Interestingly, Latvian carrier airBaltic is in the final process of phasing-out of its 737 Classic fleet replacing them with new Airbus A220s. The airline aims to minimise complexity and benefit from the additional efficiency of the A220-300 aircraft which will be the only jet type operated by airBaltic. The airline will end its 737-300/500 fleet operations in autumn 2019, one year ahead of the original plan.


In relation to the transition to newer aircraft, Narayen from AerFin explains that the first consideration that operators have is ensuring that available seat capacity (ASK) is aligned with their fleet and growth strategy. “The airline therefore must ensure that newly introduced aircraft have been successfully integrated and are operationally sound before phasing-out older aircraft. We are frequently witnessing issues of next generation aircraft having significant entry-into-service (EIS) issues, which has left airlines short on capacity.”


The second consideration Narayen mentions is that most airlines have limited in-house resource and experience in managing cost and operationally efficient fleet phase-out procedures. “This is why it is important that operators are rigorous in selecting an end-of-life solution partner that meets their operational and financial requirements.”

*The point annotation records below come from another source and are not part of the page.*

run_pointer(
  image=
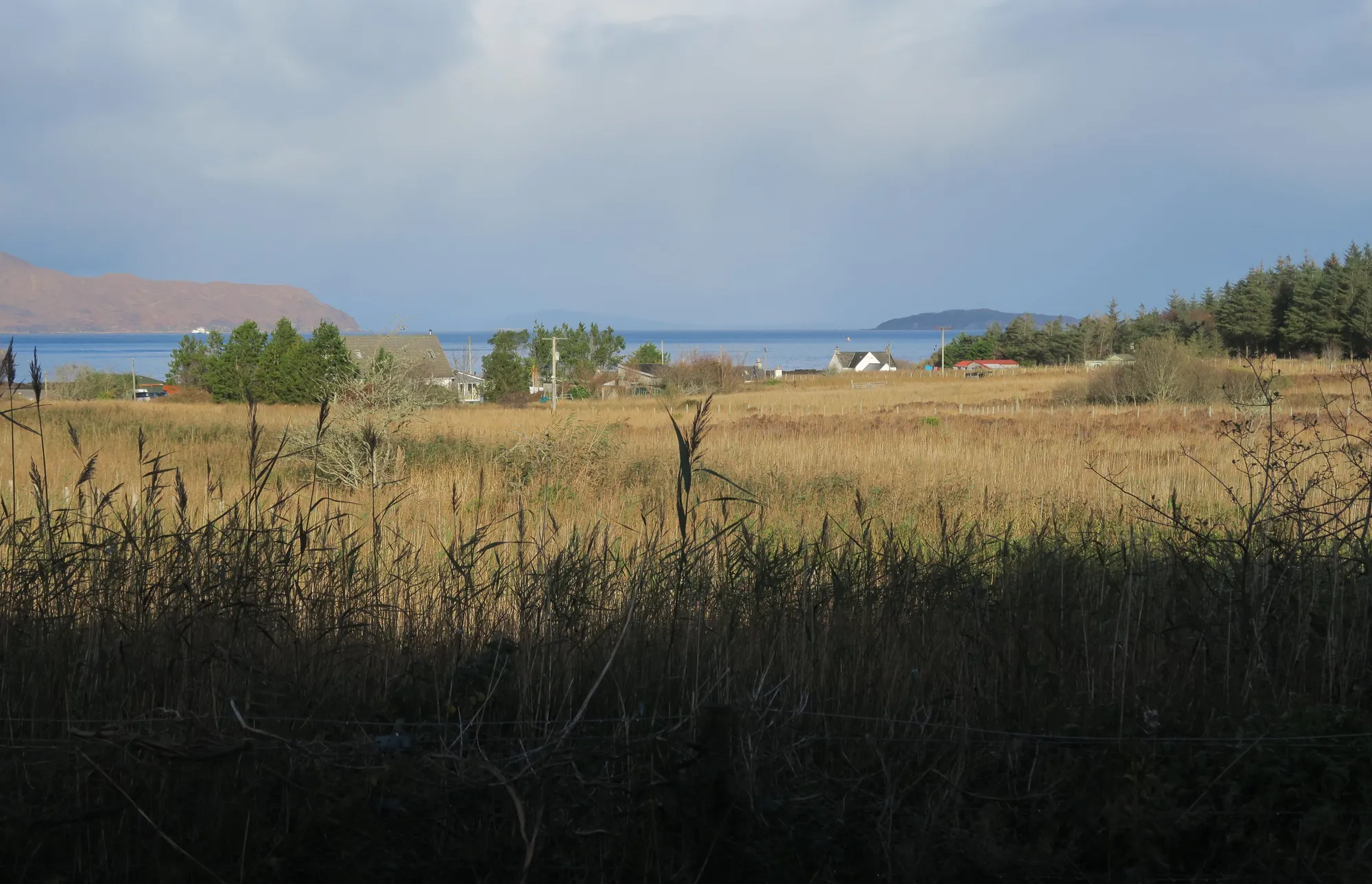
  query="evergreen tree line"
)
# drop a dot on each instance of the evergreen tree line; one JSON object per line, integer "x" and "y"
{"x": 281, "y": 366}
{"x": 1289, "y": 310}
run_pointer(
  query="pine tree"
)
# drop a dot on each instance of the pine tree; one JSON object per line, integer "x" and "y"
{"x": 504, "y": 370}
{"x": 1244, "y": 314}
{"x": 278, "y": 377}
{"x": 233, "y": 371}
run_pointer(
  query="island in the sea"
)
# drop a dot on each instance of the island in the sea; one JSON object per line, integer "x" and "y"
{"x": 39, "y": 300}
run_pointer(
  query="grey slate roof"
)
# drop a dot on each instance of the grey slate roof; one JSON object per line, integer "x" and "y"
{"x": 853, "y": 359}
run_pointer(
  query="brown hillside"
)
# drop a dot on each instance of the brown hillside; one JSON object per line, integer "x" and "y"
{"x": 36, "y": 300}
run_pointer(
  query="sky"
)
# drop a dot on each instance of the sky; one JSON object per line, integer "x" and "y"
{"x": 710, "y": 164}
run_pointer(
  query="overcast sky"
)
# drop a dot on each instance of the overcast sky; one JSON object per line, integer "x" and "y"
{"x": 707, "y": 163}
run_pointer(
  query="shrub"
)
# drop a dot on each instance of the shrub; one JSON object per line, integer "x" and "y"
{"x": 1164, "y": 371}
{"x": 698, "y": 374}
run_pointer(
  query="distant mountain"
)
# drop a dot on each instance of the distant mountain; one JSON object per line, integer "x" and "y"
{"x": 978, "y": 319}
{"x": 36, "y": 300}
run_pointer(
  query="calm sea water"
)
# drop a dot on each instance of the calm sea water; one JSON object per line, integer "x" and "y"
{"x": 788, "y": 349}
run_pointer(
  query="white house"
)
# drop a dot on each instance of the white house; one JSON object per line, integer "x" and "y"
{"x": 862, "y": 362}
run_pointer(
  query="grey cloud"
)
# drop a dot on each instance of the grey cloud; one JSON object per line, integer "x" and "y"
{"x": 711, "y": 159}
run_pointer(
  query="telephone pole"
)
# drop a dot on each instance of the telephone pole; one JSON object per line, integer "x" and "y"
{"x": 943, "y": 333}
{"x": 554, "y": 381}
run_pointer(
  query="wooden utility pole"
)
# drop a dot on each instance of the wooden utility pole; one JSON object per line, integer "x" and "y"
{"x": 554, "y": 381}
{"x": 943, "y": 334}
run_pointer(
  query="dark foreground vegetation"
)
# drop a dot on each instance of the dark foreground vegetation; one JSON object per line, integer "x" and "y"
{"x": 294, "y": 690}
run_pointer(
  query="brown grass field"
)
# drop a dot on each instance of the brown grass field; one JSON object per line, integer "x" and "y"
{"x": 997, "y": 450}
{"x": 945, "y": 647}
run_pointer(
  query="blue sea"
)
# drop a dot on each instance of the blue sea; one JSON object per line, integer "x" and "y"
{"x": 788, "y": 349}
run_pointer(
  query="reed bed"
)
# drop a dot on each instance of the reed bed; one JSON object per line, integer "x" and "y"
{"x": 264, "y": 679}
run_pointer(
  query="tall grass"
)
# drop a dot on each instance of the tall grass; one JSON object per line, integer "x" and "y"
{"x": 282, "y": 684}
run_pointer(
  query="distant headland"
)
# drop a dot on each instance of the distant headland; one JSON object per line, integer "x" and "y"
{"x": 968, "y": 321}
{"x": 38, "y": 300}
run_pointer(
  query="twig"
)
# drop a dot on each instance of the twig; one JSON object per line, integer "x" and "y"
{"x": 246, "y": 727}
{"x": 156, "y": 827}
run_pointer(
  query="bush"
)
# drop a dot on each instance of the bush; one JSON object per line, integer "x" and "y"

Typically, he says this will be a solution provider with a highly adept technical division, experience of working with the respective aircraft product type as well as significant financial backing. “All of these mentioned factors played a critical role in AerFin’s successful fleet phase-out partnerships with various airlines, including the phase-out of fifteen Embraer E170-LR aircraft from Saudi Arabian Airlines.”